Ernst Herman Ridder van Rappard (30 October 1899 – 11 January 1953) was a Dutch Nazi and anti-Semite. After leading his own failed Nazi movement van Rappard enlisted in the Schutzstaffel and saw active service in the Second World War.

==Early years==
Part of a leading Dutch family, van Rappard was born in Banyumas Regency, Central Java, Dutch East Indies, to chief engineer Oscar Emile ridder van Rappard and his wife Dina Thal Larsenhe, as the younger brother of future sportsman Oscar van Rappard. His schooling took place in the Netherlands at The Hague and subsequently at the University of Leiden. He then studied economics in Berlin and Munich and there became supportive of Nazism.

==Nazi politics==
He joined the National Socialist Dutch Workers Party (NSNAP) in 1931, although the group split into three and van Rappard soon found himself as the leader of his own version of the party. His group, the NSNAP-Van Rappard advocated the incorporation of the Netherlands into the Third Reich, arguing that the Dutch had a strong ethnic kinship with the Germans. His group also vied with the National Socialist Movement in the Netherlands (NSB) in terms of its virulent anti-Semitism, drawing most of its support from the Dutch-German border. His group was later renamed NSNAP-Hitlerbeweging, though Adolf Hitler ordered the removal of his name from what was a minor movement.

His movement petered out until the 1940 German invasion when it was revived, although it was dissolved in 1941 along with all political parties apart from the NSB. The Nazi occupiers in fact ordered van Rappard to incorporate his group into the NSB.

==War service==
Following this van Rappard enlisted in the Waffen-SS. As part of the 1st SS Division Leibstandarte SS Adolf Hitler he saw service in Yugoslavia and Greece, albeit without any involvement in actual fighting. He returned to the Netherlands but after refusing to join the NSB he re-enlisted in the 5th SS Panzer Division Wiking.
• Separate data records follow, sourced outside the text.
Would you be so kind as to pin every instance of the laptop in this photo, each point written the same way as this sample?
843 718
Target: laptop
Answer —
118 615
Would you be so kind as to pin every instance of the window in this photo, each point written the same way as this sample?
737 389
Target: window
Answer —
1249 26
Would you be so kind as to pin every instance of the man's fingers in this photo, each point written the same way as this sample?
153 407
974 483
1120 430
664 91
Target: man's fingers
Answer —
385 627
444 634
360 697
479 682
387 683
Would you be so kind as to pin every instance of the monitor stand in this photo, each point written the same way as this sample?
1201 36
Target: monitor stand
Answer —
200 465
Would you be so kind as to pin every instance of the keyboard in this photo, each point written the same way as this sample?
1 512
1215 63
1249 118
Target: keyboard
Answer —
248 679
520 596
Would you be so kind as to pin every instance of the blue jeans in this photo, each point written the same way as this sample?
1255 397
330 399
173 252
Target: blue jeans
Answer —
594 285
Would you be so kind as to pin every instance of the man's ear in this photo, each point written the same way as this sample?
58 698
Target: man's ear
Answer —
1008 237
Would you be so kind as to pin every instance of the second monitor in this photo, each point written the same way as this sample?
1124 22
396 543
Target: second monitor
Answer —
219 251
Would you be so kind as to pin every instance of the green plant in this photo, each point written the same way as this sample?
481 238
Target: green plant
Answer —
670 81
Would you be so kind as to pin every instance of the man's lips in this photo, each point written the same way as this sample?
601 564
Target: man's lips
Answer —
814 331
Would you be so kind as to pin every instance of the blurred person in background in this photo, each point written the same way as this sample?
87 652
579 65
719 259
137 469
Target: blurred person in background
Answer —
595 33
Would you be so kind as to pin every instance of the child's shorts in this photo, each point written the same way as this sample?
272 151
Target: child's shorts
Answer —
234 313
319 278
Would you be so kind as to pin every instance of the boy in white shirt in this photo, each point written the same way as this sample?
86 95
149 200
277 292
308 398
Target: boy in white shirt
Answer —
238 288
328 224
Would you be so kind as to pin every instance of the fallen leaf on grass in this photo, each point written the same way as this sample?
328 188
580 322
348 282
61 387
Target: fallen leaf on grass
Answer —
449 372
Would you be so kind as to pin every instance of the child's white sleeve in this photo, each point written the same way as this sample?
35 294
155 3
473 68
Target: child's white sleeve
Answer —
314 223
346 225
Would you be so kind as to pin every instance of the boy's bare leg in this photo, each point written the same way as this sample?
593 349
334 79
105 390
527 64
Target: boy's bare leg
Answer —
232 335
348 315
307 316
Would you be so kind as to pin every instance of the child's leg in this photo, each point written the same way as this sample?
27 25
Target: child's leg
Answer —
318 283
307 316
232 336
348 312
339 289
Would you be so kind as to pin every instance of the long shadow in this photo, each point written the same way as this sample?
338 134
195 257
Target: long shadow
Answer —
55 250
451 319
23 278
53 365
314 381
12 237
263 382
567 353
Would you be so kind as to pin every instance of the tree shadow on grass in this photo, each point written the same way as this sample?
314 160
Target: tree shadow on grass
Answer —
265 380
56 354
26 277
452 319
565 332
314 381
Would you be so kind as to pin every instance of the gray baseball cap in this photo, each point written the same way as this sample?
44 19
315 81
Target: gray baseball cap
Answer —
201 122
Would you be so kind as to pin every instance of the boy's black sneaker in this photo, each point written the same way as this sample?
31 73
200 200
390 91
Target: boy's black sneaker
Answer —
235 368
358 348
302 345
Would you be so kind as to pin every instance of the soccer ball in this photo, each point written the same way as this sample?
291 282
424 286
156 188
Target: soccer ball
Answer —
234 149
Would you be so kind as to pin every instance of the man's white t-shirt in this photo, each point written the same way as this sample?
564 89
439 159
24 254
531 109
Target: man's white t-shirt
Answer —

This time he saw action and was wounded on campaign in the Caucasus. He saw out the war as an officer in various units of the Waffen SS, being wounded in Estonia in August 1944 and receiving the Iron Cross Second Class.

==Later years==
Van Rappard was captured by Canadian soldiers in May 1945 and taken into custody, initially in Utrecht and then in Scheveningen. His service for Germany resulted in him being sentenced to death in 1949, albeit this was later changed to life imprisonment. He was variously imprisoned in Leeuwarden and Breda before dying of a brain haemorrhage in the central prison hospital in Vught.